Helper functions to get data in a `DataLoaders` in the tabular application and higher class `TabularDataLoaders`

The main class to get your data ready for model training is TabularDataLoaders and its factory methods. Checkout the tabular tutorial for examples of use.

class TabularDataLoaders[source]

TabularDataLoaders(*loaders, path:(str, Path)='.', device=None) :: DataLoaders

Basic wrapper around several DataLoaders with factory methods for tabular data

This class should not be used directly, one of the factory methods should be preferred instead. All those factory methods accept as arguments:

  • cat_names: the names of the categorical variables
  • cont_names: the names of the continuous variables
  • y_names: the names of the dependent variables
  • y_block: the TransformBlock to use for the target
  • valid_idx: the indices to use for the validation set (defaults to a random split otherwise)
  • bs: the batch size
  • val_bs: the batch size for the validation DataLoader (defaults to bs)
  • shuffle_train: if we shuffle the training DataLoader or not
  • n: overrides the numbers of elements in the dataset
  • device: the PyTorch device to use (defaults to default_device())

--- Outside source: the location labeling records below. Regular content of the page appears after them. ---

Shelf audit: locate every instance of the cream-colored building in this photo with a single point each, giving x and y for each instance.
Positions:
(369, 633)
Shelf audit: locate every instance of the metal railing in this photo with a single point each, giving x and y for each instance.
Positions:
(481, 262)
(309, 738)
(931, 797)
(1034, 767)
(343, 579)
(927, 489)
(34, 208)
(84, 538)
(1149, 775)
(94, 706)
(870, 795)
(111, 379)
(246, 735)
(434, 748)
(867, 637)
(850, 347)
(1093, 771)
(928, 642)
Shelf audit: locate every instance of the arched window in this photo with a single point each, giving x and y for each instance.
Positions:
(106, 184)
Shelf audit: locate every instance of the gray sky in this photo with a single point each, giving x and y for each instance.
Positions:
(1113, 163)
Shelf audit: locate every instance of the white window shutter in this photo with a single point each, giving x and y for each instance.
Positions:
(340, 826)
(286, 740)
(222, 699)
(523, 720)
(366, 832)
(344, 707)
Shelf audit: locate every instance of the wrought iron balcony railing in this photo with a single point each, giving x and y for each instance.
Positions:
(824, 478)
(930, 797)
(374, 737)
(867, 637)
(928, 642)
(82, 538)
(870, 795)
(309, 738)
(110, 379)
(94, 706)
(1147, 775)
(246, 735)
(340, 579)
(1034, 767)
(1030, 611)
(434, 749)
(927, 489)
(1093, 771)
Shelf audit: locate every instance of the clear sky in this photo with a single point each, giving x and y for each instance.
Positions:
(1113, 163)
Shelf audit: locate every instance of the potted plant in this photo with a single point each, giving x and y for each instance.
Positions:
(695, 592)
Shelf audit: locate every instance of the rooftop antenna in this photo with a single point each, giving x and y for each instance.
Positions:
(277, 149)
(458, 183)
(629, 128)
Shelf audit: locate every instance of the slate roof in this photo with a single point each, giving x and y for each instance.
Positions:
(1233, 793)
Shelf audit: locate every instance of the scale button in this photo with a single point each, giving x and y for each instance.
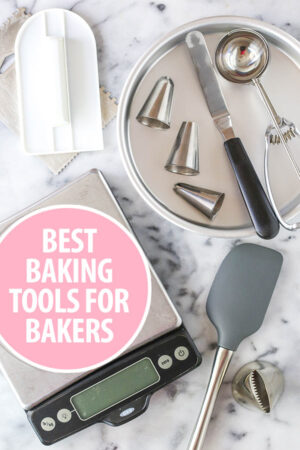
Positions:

TabularDataLoaders.from_df[source]

TabularDataLoaders.from_df(df:pd.DataFrame, path:(str, Path)='.', procs:list=None, cat_names:list=None, cont_names:list=None, y_names:list=None, y_block:TransformBlock=None, valid_idx:list=None, bs:int=64, shuffle_train:bool=None, shuffle:bool=True, val_shuffle:bool=False, n:int=None, device:torch.device=None, drop_last:bool=None, val_bs:int=None)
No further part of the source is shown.